Editing: Making MusicBrainz better

Over the past few weeks I’ve received a number of emails from people who are concerned about some editors who are losing sight of some basic principles behind editing data in MusicBrainz. I wanted to chime in and remind people of some of the principles that should guide how we all get along when we edit data in MusicBrainz.

First and foremost is:

Be polite and give people the benefit of the doubt that they are doing the right thing.

I don’t have to explain being polite. Yes, we all have our bad days — that is a given. But if you’re having a bad day, stop editing MusicBrainz and step away from your computer. Go outside! When you do edit, please be kind to your fellow editors.

Giving people the benefit of the doubt that they are doing the right thing is also important. The vast majority of people who edit MusicBrainz have good intentions and you should assume that to be the case.

Second, edit to make the database better. Vote yes if an edit makes the data better.

This one is a lot more vague, since “better” is a subjective term. We should accept edits that are “good enough” and avoid asking people to make “perfect” edits.
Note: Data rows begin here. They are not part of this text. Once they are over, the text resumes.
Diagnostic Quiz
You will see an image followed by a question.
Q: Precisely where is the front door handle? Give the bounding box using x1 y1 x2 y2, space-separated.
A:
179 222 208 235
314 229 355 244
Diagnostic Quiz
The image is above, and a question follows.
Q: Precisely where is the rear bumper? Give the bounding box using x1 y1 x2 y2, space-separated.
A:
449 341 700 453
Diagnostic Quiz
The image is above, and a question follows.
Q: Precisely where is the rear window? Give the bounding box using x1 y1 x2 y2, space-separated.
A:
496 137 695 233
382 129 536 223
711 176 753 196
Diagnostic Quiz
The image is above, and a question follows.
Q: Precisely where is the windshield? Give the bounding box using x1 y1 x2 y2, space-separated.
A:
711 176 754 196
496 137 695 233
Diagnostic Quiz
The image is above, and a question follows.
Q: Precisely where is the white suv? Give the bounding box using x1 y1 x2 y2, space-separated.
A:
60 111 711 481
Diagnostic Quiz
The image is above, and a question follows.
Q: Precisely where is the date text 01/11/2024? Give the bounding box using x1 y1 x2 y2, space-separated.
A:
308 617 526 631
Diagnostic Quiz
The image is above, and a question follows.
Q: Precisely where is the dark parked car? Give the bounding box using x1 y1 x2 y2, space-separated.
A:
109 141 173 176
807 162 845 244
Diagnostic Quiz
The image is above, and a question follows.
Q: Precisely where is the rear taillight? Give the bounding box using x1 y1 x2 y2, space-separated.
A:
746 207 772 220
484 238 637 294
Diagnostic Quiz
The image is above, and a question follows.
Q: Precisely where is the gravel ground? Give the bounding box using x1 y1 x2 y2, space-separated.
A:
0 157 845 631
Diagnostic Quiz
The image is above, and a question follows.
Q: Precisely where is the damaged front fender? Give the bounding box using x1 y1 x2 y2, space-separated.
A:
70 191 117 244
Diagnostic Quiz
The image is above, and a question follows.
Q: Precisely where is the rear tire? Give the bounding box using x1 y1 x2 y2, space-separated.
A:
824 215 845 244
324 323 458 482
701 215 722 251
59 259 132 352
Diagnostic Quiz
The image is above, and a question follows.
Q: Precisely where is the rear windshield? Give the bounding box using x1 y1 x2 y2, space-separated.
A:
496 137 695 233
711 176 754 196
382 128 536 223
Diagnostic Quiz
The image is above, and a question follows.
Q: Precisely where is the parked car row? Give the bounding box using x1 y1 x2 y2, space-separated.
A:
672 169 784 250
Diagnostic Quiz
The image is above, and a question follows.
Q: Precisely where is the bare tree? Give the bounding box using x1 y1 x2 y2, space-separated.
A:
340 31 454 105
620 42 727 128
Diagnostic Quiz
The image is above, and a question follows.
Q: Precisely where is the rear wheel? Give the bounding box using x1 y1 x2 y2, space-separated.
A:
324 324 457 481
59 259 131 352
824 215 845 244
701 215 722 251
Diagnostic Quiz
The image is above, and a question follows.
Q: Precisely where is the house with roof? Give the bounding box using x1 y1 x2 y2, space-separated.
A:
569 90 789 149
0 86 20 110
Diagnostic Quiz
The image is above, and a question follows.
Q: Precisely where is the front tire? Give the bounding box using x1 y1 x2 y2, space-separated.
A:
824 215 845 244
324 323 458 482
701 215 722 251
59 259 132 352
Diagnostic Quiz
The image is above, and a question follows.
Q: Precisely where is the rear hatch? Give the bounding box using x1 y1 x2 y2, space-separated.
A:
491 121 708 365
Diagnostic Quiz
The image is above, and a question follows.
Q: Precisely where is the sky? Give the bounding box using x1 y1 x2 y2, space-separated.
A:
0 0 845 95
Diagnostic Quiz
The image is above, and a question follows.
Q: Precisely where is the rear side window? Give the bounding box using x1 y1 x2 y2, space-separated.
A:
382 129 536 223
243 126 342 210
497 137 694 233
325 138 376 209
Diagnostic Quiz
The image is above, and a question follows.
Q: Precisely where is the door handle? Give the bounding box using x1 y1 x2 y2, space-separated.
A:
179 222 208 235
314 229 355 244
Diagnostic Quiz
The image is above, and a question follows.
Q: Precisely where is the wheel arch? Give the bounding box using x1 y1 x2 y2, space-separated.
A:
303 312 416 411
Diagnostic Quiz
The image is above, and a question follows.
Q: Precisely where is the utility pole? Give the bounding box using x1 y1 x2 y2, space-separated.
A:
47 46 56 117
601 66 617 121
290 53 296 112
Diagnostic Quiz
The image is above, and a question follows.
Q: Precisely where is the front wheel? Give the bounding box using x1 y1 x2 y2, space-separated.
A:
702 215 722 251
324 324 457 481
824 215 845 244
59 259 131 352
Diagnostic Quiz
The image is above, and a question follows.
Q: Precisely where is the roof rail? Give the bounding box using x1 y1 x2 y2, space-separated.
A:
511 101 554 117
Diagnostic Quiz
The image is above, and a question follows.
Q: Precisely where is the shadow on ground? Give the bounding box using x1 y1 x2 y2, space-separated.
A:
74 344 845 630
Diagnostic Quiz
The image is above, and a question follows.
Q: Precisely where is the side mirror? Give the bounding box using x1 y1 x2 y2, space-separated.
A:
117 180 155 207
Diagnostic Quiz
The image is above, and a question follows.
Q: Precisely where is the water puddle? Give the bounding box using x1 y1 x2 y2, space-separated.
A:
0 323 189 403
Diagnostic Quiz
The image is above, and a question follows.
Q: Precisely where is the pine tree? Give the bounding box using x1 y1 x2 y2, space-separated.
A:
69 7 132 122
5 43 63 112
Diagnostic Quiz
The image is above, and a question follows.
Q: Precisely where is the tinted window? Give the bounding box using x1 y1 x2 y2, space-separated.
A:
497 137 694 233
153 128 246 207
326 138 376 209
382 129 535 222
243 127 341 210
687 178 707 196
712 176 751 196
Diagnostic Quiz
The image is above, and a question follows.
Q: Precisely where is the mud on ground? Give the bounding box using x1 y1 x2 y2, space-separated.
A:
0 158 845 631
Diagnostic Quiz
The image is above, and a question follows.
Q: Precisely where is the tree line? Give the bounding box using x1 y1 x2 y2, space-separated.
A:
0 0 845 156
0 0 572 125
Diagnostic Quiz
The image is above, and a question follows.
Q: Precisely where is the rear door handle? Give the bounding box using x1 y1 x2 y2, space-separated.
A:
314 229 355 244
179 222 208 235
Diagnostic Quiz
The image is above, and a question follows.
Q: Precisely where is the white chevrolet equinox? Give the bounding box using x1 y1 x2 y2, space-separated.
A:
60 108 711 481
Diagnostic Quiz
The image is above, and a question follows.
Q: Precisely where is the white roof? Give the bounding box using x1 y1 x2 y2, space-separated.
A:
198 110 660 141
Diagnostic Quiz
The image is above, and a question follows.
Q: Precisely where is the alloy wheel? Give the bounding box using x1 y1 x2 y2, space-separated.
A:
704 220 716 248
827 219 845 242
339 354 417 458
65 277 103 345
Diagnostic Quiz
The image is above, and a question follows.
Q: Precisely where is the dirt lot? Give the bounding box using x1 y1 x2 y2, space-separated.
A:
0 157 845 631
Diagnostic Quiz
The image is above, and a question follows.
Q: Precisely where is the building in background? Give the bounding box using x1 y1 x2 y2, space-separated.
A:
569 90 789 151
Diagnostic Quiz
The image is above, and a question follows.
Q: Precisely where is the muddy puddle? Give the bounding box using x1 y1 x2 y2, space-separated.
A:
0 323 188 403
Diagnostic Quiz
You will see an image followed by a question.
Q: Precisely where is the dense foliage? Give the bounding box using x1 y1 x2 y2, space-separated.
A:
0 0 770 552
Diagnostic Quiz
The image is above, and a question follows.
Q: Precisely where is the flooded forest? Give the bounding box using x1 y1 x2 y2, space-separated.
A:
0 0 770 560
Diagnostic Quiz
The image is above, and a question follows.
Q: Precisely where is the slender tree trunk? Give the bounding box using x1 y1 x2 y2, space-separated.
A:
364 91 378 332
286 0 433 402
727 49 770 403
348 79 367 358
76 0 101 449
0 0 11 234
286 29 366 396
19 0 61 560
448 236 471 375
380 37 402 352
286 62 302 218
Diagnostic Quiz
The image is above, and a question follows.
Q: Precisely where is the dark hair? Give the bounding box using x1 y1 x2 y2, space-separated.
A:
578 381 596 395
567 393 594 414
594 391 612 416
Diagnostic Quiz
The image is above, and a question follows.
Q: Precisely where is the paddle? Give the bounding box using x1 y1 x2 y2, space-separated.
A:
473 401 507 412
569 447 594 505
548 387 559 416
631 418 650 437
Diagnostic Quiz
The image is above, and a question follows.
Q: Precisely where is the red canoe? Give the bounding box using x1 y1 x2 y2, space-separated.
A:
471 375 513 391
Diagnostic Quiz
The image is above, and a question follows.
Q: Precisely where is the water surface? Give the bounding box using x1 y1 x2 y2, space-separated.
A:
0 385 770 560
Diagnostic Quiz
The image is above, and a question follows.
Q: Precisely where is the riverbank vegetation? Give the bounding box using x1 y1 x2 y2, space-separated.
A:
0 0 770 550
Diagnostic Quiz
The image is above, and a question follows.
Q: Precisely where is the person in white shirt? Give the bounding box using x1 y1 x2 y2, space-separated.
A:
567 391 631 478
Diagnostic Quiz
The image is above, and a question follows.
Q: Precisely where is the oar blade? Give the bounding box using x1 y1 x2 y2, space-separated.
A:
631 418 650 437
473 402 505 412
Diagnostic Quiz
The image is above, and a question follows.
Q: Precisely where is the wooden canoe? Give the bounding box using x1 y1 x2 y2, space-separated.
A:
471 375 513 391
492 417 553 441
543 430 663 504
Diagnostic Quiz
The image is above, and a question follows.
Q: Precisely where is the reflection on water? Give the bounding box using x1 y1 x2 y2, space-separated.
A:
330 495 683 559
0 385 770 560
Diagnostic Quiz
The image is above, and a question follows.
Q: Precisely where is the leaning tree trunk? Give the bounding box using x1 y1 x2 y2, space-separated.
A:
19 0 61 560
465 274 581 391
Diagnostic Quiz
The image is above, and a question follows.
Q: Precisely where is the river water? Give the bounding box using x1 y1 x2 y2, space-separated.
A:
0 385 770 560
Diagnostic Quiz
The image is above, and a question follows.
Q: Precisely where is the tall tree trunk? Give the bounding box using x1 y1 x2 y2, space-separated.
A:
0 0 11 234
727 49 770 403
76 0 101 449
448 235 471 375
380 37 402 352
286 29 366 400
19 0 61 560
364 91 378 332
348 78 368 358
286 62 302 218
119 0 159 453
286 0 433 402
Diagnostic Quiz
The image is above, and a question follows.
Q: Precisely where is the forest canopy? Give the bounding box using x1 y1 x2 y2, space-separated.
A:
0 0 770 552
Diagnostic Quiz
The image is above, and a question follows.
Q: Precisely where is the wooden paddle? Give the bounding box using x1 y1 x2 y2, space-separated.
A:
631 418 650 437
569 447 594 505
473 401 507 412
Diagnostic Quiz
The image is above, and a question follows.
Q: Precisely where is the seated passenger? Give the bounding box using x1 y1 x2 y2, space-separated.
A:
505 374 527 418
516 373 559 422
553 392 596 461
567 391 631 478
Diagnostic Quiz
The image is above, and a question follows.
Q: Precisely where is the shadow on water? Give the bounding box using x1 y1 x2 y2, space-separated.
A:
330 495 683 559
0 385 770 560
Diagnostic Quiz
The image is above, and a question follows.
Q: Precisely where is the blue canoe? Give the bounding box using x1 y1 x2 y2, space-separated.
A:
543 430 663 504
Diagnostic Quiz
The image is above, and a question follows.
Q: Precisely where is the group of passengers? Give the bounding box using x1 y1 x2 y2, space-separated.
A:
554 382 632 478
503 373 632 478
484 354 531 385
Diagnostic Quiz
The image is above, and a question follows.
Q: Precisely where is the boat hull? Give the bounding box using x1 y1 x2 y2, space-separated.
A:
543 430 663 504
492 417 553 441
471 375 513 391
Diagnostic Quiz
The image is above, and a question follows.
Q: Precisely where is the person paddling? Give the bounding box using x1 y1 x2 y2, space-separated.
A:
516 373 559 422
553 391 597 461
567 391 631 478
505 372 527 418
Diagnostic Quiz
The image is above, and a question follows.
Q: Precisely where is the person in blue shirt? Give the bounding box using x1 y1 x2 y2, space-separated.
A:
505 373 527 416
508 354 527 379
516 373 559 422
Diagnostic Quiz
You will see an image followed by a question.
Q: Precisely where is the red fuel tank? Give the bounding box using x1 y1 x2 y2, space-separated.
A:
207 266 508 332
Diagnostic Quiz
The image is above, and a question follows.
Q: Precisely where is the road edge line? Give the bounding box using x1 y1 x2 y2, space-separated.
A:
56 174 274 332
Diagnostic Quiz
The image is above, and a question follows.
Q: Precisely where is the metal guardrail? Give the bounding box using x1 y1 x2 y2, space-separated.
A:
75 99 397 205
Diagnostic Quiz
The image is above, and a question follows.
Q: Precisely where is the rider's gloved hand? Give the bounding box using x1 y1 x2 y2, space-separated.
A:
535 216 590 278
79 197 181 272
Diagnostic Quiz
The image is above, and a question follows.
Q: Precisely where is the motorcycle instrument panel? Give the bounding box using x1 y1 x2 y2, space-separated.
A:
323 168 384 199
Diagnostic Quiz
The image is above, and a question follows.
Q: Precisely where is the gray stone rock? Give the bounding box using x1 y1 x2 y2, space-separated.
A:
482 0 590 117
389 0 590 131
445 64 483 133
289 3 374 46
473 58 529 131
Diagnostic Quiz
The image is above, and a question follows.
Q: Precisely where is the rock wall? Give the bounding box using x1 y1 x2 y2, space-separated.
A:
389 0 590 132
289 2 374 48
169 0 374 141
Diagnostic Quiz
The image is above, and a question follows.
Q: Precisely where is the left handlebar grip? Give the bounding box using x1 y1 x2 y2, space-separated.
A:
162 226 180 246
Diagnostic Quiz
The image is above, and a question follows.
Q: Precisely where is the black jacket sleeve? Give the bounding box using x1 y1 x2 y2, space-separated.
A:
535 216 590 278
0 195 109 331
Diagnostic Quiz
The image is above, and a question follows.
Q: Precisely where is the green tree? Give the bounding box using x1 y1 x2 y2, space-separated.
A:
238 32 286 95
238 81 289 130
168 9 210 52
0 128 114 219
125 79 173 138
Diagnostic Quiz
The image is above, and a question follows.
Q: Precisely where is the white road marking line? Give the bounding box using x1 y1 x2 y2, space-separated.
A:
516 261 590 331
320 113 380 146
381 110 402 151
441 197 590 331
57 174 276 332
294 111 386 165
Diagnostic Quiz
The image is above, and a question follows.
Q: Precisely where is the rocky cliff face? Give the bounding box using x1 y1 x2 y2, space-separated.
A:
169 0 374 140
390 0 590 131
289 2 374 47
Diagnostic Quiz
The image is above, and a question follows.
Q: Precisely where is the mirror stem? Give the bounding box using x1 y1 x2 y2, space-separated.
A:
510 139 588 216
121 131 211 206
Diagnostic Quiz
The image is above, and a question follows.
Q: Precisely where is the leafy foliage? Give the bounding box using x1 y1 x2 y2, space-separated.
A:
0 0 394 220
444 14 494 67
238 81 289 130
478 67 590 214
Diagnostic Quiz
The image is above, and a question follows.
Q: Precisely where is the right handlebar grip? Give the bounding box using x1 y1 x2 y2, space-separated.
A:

Edits fit into four categories:

  1. Edits that makes things better (perfect or not)
  2. Edits makes things different (but neither are better)
  3. Edits that contain some correct things and some incorrect things
  4. Edits that are outright wrong (existing data is better)

The first type should clearly get a yes vote. For the second, if it doesn’t make things worse, abstain and leave a comment. The third is a judgement call and I would suggest applying this heuristic:

Unless it takes more time to fix the edit than to make a new one, vote yes.

Clearly, the fourth type deserves a no vote.

That brings me to the final topic for now: No votes. A no vote is a very strong expression that has potentially chilling effects that may prevent people from editing again. A no vote should be considered the last resort. Use a no vote if you can’t find another way to resolve an edit.

Finally, some tips for auto editors: If you see an edit that is not perfect, approve it and fix it.

Auto editors are supposed to set the tone for the project and auto editors should practically never vote no on something. You have more powers than fellow editors, so please use your powers for good!

Thanks and happy (and polite) editing!